Kahng does not explicitly disclose:

determining a correctness of a prediction performed by a deep learning model with respect to input data, the system comprising: a processor and a memory communicatively coupled to the processor, wherein the memory stores processor-executable instructions, which, on execution, causes the processor to  
However, Knighton teaches: 
determining a correctness of a prediction performed by a deep learning model with respect to input data, the system comprising: a processor and a memory communicatively coupled to the processor, wherein the memory stores processor-executable instructions, which, on execution, causes the processor to (Knighton, para. 0202: “A system implementation of the technology disclosed includes one or more processors coupled to memory. The memory is loaded with computer instructions to train processing engines.”) 

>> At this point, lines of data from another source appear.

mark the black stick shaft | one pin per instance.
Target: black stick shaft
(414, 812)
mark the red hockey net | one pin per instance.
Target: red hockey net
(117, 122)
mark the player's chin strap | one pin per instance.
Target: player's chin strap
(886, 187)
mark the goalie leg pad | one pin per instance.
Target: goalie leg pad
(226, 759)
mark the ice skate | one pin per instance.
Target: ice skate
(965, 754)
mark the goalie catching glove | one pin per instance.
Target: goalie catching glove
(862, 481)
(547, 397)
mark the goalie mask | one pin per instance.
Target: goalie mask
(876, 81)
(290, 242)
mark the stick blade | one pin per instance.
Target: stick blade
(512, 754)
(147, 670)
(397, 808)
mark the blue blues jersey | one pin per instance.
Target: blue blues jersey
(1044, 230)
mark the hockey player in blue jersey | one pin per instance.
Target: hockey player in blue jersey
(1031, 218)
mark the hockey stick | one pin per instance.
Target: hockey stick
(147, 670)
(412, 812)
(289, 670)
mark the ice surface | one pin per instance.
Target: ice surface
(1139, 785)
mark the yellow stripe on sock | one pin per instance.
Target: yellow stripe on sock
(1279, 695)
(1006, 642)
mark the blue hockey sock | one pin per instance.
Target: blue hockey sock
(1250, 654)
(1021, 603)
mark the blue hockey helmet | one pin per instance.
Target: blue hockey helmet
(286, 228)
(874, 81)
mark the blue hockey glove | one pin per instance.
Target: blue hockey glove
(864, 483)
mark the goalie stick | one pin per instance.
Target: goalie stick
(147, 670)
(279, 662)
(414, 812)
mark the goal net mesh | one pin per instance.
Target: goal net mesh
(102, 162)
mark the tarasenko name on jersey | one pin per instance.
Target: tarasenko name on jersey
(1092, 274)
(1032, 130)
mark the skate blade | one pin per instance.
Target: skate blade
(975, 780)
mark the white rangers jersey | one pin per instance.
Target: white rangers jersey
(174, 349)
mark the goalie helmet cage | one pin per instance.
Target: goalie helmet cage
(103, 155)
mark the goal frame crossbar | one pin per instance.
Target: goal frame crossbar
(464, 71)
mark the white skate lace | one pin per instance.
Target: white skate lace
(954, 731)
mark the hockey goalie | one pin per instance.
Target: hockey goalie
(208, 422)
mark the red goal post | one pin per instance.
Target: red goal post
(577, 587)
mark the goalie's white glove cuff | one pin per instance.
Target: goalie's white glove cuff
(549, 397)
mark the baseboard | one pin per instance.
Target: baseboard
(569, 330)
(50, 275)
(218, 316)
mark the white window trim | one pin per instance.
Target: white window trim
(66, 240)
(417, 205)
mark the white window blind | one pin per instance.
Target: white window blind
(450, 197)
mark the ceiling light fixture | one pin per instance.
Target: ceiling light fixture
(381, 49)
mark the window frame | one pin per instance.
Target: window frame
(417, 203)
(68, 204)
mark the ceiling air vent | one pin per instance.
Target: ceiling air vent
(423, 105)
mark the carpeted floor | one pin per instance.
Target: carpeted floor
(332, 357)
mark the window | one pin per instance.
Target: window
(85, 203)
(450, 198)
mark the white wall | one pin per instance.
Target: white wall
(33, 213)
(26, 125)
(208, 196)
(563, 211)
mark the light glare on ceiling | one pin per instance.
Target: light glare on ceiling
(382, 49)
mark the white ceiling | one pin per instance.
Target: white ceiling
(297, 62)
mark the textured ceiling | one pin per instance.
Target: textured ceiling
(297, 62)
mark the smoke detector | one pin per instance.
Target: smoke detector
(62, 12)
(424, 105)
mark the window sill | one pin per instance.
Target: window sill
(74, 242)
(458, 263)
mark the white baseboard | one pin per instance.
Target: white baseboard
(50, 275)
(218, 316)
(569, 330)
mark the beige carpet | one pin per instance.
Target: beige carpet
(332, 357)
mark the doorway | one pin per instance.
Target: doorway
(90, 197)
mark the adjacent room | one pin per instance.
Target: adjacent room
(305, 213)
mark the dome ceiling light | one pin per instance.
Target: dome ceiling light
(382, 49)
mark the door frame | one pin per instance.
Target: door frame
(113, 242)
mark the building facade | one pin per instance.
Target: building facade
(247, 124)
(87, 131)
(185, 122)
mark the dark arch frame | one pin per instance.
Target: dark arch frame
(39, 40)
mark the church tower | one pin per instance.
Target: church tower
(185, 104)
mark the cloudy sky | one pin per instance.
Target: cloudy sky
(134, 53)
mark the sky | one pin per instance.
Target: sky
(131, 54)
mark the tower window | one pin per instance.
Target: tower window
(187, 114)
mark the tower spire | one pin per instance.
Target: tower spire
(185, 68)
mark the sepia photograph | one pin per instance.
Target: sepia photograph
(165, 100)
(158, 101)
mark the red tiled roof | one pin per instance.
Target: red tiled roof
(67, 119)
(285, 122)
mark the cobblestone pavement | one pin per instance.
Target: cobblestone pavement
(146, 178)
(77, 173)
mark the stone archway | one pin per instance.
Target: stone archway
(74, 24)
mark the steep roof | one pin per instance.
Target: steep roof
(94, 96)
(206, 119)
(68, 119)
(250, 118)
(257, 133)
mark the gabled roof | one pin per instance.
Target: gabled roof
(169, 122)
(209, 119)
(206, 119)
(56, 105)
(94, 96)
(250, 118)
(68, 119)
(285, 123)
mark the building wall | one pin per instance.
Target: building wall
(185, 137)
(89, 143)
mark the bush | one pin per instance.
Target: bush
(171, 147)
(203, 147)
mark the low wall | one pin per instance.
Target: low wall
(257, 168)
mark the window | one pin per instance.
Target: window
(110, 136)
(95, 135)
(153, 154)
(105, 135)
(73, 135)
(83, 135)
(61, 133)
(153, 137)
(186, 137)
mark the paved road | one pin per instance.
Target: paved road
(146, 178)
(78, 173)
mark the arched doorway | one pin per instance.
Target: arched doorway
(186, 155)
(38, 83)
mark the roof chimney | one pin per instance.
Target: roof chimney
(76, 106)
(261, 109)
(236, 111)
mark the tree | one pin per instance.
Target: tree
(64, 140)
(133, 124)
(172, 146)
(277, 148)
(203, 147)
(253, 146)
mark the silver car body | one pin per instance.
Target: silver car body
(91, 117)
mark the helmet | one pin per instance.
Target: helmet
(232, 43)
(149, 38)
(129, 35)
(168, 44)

It would have obvious to one of ordinary skill in the art before the effective filing date of the present application to combine the teachings of Knighton into Kahng. Kahng teaches ACTIVIS, an interactive visualization system which allows machine learning models to perform prediction validation and output visualized results; Knighton teaches systems and methods of training processing engines wherein such systems can access information from various sources while keeping the sources private from each other. One of ordinary skill would have been motivated to combine the teachings of Knighton into Kahng to produce and evaluate various representations or classifications of input data using any of several machine learning techniques and multiple sources of data which could provide insights and predictions for achieving users’ various objectives (Knighton, para. 0015).

Regarding claim 10, Kahng and Knighton teaches the method of claim 8 (above). Kahng further teaches:
the processor-executable instructions further cause the processor to: generate and train the deep learning model using annotated training data from training dataset (Kahng, pg. 91, sec. 3.1.1: “One natural way for users at Facebook to understand complex models is by tracking how an individual example (i.e., training or test instance) behaves inside the models; users often have their own collection of example instances, for which they know their characteristics and ground truth labels.” Examiner notes that the broadest reasonable interpretation of “annotated data” means labeled data)
test the deep learning model using test data from test dataset (Kahng, pg. 91, sec. 3.1.1: “One natural way for users at Facebook to understand complex models is by tracking how an individual example (i.e., training or test instance) behaves inside the models; users often have their own collection of example instances, for which they know their characteristics and ground truth labels.” Examiner notes that the broadest reasonable interpretation of “testing” means taking measures to check the quality or performance such as when users testing model performance with known data).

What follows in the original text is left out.